Intervention de Frédérique Dumas

Séance en hémicycle du vendredi 4 février 2022 à 15h00
Respect éthique du don d'organes — Article 2

Photo issue du site de l'Assemblée nationale ou de WikipediaFrédérique Dumas, rapporteure de la commission des affaires sociales :

J'avais déposé, à l'article 1er , un amendement de rédaction globale visant à préciser et simplifier les dispositions de la proposition de loi. Il s'accompagnait d'une série d'amendements de suppression des articles. Dans la mesure où l'article 1er a été supprimé, il va de soi que je retire ces amendements de suppression.

M. Hammouche a fait référence à une question écrite qu'il a posée. Jean Lassalle, membre du groupe Libertés et territoires, l'a fait également : on lui a répondu que la République populaire de Chine avait bien fait une réforme, ce pays ayant interdit en 2015 le prélèvement d'organes sur des prisonniers exécutés, et que « l'enjeu pour la Chine demeure à présent la pleine mise en œuvre de la loi ». Voilà la position du ministre des affaires étrangères Jean-Yves Le Drian : il reconnaît que la loi n'est pas appliquée.

Par ailleurs, vous soutenez que ma proposition de loi est inopérante, mais ce n'est pas le cas : ce sont les engagements internationaux dont vous vous réclamez qui le sont, tout comme la convention de Saint-Jacques-de-Compostelle, sur laquelle je souhaite aussi revenir.

S'agissant d'abord des engagements internationaux, la République populaire de Chine ne reconnaît pas le Statut de Rome et donc la Cour pénale internationale. De plus, si la Chine a ratifié la Convention pour la prévention et la répression du crime de génocide, elle ne reconnaît pas non plus la compétence de la Cour internationale de justice – ce qui nous a posé problème lors de l'examen de la proposition de résolution relative à la condamnation des crimes perpétrés contre les Ouïghours. À cet égard, nous savons que la Chine peut compter sur de nombreux soutiens au sein du Conseil de sécurité et de l'Assemblée générale des Nations unies.

En ce qui concerne la convention de Saint-Jacques-de-Compostelle, la France fait effectivement partie des vingt-six pays signataires, mais pas des treize États l'ayant ratifiée – l'Espagne ayant même modifié son droit interne pour cela. J'ajoute que seuls quatre pays ont émis des réserves vis-à-vis de cette convention. C'est le cas de la Russie, qui souhaite la rendre plus contraignante, mais surtout de la France, pays le plus critique.

La Convention prévoit que chaque partie prend les mesures nécessaires pour que l'engagement des poursuites ne soit pas soumis à conditions. Or pour éviter une incompatibilité avec notre droit pénal, qui interdit la double incrimination, la France a déclaré qu'elle n'exercerait sa compétence qu'à condition que les faits soient également punis par la législation du pays où ils ont été commis et que ceux-ci aient donné lieu soit à une plainte de la victime ou de ses ayants droit, soit à une dénonciation officielle de la part des autorités du pays en question.

Vous imaginez bien qu'il ne sera pas possible de déposer une plainte dans un pays comme la Chine et donc que la réserve émise par la France rend son engagement complètement inopérant – contrairement à ce que vous soutenez.
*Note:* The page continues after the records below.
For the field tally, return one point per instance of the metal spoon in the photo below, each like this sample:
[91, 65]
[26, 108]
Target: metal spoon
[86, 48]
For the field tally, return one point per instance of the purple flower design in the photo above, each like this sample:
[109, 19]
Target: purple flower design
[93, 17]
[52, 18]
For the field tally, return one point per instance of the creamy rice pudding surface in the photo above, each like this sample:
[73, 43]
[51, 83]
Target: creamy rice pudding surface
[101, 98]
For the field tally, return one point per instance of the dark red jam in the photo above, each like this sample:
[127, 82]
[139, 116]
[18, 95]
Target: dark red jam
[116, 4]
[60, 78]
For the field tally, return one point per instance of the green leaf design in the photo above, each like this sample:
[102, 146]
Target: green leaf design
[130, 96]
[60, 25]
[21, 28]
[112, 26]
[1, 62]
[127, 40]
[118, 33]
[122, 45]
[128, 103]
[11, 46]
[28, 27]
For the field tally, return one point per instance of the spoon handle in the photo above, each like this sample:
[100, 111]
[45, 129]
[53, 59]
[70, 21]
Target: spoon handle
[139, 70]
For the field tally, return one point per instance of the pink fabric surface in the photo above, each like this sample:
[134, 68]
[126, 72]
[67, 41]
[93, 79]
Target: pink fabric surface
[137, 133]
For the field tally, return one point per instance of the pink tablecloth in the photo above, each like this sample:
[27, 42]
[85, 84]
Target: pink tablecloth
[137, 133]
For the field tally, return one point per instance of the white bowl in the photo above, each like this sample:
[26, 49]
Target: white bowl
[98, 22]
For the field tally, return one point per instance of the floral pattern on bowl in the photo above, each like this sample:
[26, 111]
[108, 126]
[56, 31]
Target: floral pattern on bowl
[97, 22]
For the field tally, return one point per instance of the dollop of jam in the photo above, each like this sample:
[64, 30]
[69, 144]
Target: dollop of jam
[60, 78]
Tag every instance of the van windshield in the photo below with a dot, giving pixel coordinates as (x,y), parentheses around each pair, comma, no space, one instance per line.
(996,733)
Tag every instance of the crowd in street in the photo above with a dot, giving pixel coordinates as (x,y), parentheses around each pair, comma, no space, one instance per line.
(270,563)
Nous aurions pourtant pu, à l'instar de l'Espagne, modifier notre droit interne avant de signer la Convention.

Quant à la convention d'Oviedo sur les droits de l'homme et la biomédecine, elle a été complétée de quatre protocoles additionnels, relatifs au clonage d'êtres humains, à la transplantation d'organes et de tissus d'origine humaine, aux tests génétiques à des fins médicales et à la recherche biomédicale. La France a signé les trois premiers protocoles, mais sans les ratifier, et n'a même pas signé le quatrième, ce qui confirme que les engagements internationaux de notre pays ne sont en rien opérants. Vous ne pouvez donc opposer l'inefficacité prétendue de ma proposition de loi à des engagements internationaux qui ne le sont pas davantage.

De plus, vous ne cessez de dire que nous demandons aux pays avec lesquels nous signons des conventions bilatérales de respecter les principes éthiques internationaux. Mais, en réalité, l'écrire vous suffit, étant donné que vous reconnaissez qu'on ne peut le vérifier et qu'être plus exigeants nous empêcherait de conclure des conventions. Rendez-vous compte du manque de cohérence de votre démarche ! C'est comme si nous passions un contrat, qu'il n'était pas respecté par l'autre partie, mais que nous ne le résiliions pas pour autant, car nous ne pouvons le vérifier formellement. Ainsi, je le répète, la convention de Saint-Jacques-de-Compostelle dont vous vous réclamez n'est absolument pas opérante.